En Francia, para preservar la “inmunidad de rebaño” de las escuelas, los padres que se niegan a darle la MMR a sus hijos son penalmente punibles. En mayo de 2019 el alcalde de Nueva York, Bill de Blasio, cerró 9 “yeshivas” (escuelas talmúdicas) de la secta jasídica de los Harevim en Brooklyn, por su oposición militante contra las vacunas. Multó con U$ 1000 dólares a los padres de cada escolar no vacunado: es que en la ciudad se habían disparado 498 casos, concentrados en general en las áreas ortodoxas de Williamsburg, Lakewood y Monsey.

LONDON, ENGLAND – JANUARY 28: Dr Andrew Wakefield (C) stands with his wife Carmel as he talks to reporters at the General Medical Council (GMC) on January 28, 2010 in London, England. Dr Wakefield was the first clinician to suggest a link between autism in children and the triple vaccination for measles, mumps and rubella known as MMR. Today’s GMC ruling states that he had acted «dishonestly and irresponsibly» in carrying out his research. Vaccination take up rates dropped dramatically after Dr Wakefield’s research was published in 1998. (Photo by Peter Macdiarmid/Getty Images)

El ya no doctor Andrew Wakefield, a 31 años de “su hora más gloriosa”, y todavía en carrera

Ante la severidad del brote de 2019, los principales rabinos jasídicos acataron la vacunación. Pero centenares de contestatarios viajaron al Norte hasta Albany, la capital política del estado, a reclamar ante la Legislatura la vigencia de una polvorienta ley de tiempos de la “escarificación”, que prohibe al estado imponer vacunas por fuerza. ¿Y quién estuvo en la ocasión para alentar por Skype a los rebeldes? Sí, efectivamente, el señor (ya no doctor) Wakefield, a 31 años de “his finest hour”.

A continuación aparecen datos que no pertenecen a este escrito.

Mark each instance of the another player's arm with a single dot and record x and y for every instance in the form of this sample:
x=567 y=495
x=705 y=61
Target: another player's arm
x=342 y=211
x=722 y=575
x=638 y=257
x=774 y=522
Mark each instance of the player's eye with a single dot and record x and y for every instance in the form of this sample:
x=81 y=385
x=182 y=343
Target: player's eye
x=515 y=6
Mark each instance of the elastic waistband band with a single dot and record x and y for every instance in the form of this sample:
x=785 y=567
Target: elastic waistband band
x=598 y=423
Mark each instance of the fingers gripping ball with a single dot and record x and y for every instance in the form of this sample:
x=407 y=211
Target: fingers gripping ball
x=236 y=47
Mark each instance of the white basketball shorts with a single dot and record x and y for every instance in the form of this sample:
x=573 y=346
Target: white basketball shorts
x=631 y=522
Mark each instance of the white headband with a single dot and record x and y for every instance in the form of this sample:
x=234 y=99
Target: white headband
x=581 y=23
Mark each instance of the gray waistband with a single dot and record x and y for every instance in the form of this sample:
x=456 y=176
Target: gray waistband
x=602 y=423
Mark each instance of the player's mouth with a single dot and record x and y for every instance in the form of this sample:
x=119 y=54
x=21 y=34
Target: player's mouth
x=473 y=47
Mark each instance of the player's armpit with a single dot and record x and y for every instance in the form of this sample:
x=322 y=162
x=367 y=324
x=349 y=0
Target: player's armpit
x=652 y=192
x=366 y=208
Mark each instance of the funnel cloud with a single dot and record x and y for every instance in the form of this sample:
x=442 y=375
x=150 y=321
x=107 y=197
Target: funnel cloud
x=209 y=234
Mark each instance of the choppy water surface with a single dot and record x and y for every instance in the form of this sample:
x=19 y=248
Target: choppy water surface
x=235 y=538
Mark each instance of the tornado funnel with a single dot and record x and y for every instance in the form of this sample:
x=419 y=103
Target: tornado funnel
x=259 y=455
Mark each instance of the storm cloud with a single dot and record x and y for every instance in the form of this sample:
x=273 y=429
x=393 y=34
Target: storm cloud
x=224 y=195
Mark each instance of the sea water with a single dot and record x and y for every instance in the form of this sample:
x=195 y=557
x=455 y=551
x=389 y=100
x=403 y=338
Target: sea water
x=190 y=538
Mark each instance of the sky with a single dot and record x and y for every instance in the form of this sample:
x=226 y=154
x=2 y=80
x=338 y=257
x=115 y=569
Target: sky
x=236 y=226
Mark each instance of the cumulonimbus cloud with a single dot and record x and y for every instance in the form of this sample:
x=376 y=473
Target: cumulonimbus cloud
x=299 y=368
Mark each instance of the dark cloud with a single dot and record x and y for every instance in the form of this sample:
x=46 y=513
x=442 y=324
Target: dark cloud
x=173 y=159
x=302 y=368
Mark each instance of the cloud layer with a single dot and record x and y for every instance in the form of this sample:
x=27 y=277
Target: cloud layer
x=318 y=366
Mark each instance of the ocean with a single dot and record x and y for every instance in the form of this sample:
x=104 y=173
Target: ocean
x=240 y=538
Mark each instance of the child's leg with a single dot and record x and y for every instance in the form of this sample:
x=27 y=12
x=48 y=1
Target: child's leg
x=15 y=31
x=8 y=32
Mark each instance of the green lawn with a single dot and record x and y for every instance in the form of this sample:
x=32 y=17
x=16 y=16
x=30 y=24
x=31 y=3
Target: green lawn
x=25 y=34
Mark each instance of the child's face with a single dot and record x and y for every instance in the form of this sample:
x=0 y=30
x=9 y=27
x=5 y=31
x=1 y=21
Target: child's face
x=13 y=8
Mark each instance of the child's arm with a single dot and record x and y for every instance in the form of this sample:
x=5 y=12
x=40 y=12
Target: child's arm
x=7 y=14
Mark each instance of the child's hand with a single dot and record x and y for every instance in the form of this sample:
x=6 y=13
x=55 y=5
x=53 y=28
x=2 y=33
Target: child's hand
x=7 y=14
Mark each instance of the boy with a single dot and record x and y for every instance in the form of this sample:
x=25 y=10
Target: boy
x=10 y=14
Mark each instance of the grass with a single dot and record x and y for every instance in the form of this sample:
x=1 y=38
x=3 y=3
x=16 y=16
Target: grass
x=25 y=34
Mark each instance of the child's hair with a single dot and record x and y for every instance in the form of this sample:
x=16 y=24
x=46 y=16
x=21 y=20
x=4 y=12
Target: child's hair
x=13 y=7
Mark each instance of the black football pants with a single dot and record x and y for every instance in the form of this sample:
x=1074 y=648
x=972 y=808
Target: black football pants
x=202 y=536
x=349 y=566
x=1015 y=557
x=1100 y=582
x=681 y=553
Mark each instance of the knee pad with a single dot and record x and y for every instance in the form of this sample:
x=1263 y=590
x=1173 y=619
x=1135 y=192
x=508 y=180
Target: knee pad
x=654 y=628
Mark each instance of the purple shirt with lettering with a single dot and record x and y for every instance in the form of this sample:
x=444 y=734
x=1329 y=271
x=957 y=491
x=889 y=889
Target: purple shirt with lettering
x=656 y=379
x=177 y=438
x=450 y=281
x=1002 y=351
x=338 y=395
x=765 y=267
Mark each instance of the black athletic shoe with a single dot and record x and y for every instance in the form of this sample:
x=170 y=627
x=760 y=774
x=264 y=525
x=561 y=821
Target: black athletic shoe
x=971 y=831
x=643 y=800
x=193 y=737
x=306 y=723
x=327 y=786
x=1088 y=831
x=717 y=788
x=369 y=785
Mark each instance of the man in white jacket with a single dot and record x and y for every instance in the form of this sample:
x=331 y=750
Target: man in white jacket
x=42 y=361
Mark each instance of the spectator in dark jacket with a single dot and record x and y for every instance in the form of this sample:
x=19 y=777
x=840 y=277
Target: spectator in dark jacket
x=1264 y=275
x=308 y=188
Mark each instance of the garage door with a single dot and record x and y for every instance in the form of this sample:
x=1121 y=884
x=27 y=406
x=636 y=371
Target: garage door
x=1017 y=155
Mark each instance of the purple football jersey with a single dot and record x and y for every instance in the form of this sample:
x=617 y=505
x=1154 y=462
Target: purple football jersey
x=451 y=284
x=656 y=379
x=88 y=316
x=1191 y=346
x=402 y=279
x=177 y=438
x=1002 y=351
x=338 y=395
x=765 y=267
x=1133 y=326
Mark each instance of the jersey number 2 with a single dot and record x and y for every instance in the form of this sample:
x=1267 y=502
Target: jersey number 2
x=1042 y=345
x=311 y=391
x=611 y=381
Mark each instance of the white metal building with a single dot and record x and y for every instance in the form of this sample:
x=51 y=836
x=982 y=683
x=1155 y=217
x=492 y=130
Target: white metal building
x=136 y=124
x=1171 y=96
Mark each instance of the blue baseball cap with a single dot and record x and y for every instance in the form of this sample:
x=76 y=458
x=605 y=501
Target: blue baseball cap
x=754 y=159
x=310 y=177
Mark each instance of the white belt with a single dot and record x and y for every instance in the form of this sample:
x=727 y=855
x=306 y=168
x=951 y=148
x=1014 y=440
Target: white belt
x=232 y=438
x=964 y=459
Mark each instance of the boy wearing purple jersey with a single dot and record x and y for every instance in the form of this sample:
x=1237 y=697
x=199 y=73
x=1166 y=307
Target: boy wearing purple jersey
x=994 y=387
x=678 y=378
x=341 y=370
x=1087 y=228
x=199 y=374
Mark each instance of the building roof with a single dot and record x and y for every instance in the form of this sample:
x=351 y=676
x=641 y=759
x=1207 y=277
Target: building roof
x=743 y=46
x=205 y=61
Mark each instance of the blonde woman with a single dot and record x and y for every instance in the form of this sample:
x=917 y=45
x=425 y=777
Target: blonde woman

Eso fue hace apenas un año. ¿Qué les diría hoy el buen exdoctor a sus nuevos fans antivacunas, tan distintos de sus hippies canosos? ¿Qué queda por decir, después de que el Covid-19 mató a más de 25.500 personas solamente en el estado de New York y a 17.200 en la ciudad, y justamente por la inexistencia de una vacuna?

Debido a los antivacunas yanquis en 2019 hubo 1282 casos de sarampión en 31 estados, el peor número en 27 años según el CDC (Centro de Control de Enfermedades Infecciosas del NIH). Con esa gente todo debate científico es muy difícil. Ante el Covid y sin vacunas estamos como en la Edad Media, pero eso a muchos nuevos antivacunas (los talibanes pakistaníes y afganos, por ejemplo) les encanta. La Edad Media, después de todo, es SU terreno.

Extraños compañeros de cama como son, Wakefield, los talibanes y demás integristas deberían celebrar. En mayo de este año la OMS avisó que la pandemia del Covid-19 interrumpió el calendario vacunatorio de 80 millones de bebés en 68 países. Se espera una rampa de difteria en Pakistán, Bangladesh y Nepal, y de cólera en Sudán del Sur, Camerún, Mozambique, Yemen y Bangladesh. En cuanto a la poliomielitis y el sarampión, lo mismo, pero en casi todo el mundo.